Equity Bank has partnered with global IT giant Google to introduce a cashless commuter fare payment system that involves the use of pre-paid plastic cards to settle public transport bills.
The partnership marks Google’s first introduction in Kenya of its Near Field Communication (NFC) technology, which it has been promoting in some developed economies.
Equity Bank said during the launch on Tuesday it is targeting the more than 1.5 million Nairobi residents who use public transport daily.
“This system will help eliminate the cost and risk of handling cash.
“It will also help formalisation of the transport sector because as banks, we can now fund this sector without fear since we will have the financial status statements of the industry players at hand,” said Equity Bank CEO James Mwangi.
The card-based system dubbed BebaPay is based on Google’s NFC technology, which runs on the Android mobile phone operating system.
Users will swipe pre-paid cards against android-based smart phones that will be given to public transport customer attendants.
The cards, Mr Mwangi said, will be available free of charge at Equity Bank service agents, where they can also be loaded with money. The cards can also be reloaded with cash through the bank’s mobile banking platform, without incurring additional cost, or through M-Pesa Paybill.
The public transport sector is a key economic driver whose growth could power the economy, but has been held back by the disorderly nature of the industry.
Mr Mwangi added that once the system is tested in Nairobi, it will be spread to other towns, although he did not give a timeframe.

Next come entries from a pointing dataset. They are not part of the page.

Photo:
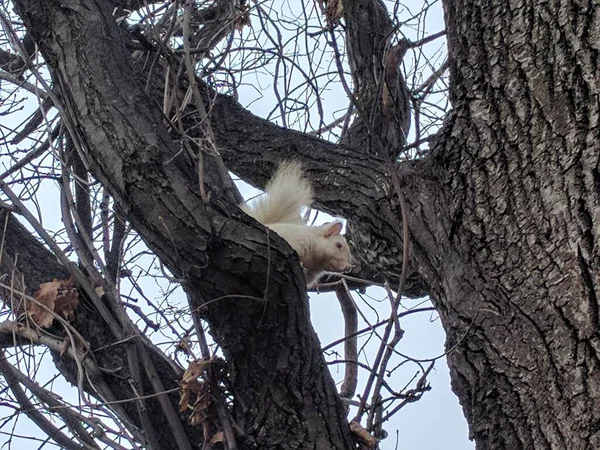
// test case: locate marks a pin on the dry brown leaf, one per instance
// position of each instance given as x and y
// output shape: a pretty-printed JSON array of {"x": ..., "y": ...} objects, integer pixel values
[
  {"x": 60, "y": 297},
  {"x": 362, "y": 435},
  {"x": 217, "y": 437}
]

Matatu owners will be able to access the money paid by commuters immediately, and can access records of their bank accounts in real time through a system interface, allowing them to track the inflows from their vehicles.

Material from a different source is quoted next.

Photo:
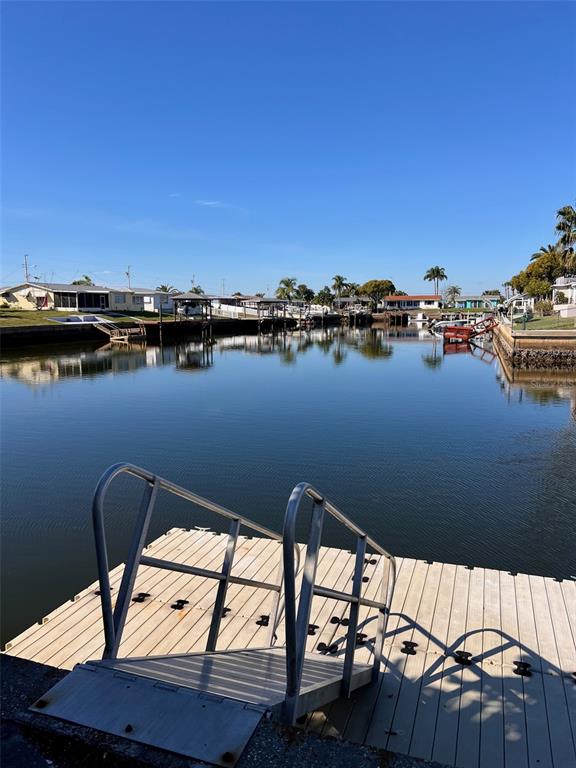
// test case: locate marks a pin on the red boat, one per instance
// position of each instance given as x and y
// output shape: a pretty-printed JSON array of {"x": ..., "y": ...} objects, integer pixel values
[{"x": 464, "y": 333}]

The public service vehicle operators will be required to have the BebaPay application on smart phones in order to accept payment from commuters. Commuters on their part will receive free SMS receipts once they make payments.
Google Kenya country manager Joe Mucheru said the system will work online and offline.

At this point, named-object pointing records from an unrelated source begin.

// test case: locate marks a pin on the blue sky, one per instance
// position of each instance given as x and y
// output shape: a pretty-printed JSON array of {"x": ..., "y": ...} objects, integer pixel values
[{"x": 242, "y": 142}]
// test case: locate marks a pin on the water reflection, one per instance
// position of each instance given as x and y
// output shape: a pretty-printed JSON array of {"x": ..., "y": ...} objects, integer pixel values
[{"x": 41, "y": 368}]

“The only way to get money out of the card is through buying the service, plus we can track the card whenever it is used. If it is lost, you contact us through an SMS and we block usage of the card,” said Mr Mucheru.
This is the second cashless payment system that Equity Bank has launched this year. In January, the bank partnered with MasterCard to introduce a cashless payment system at retail centres also based on the swipe technology.
It uses similar technology to that of the commuter card, only that the transaction is done by placing mobile phones or ATM cards compliant with the more secure global standard Europay-MasterCard-Visa (EMV) in close proximity to a point-of-sale terminal.
The MasterCard payment system referred to as Paypass is present in 48 countries and accepted at nearly 550,000 merchant locations.
Matatu Owners Association chairman Simon Kimutai said the system would help investors in the industry to control their cash flows and reduce losses that they incur from theft by matatu crews.
Mr Kimutai, however, warned that there may be attempts to sabotage the system given that it threatens to cut off the people who corruptly benefit from the sector without necessarily investing in it.
Criminal cartels and corrupt traffic officers have been cited as the biggest beneficiaries of the exploitation culture prevalent in Kenya’s public transport industry.
Mr Kimutai asked the government to bring in legislation outlawing cash payment for transport services once there is wide acceptance and usage of the cashless payment system.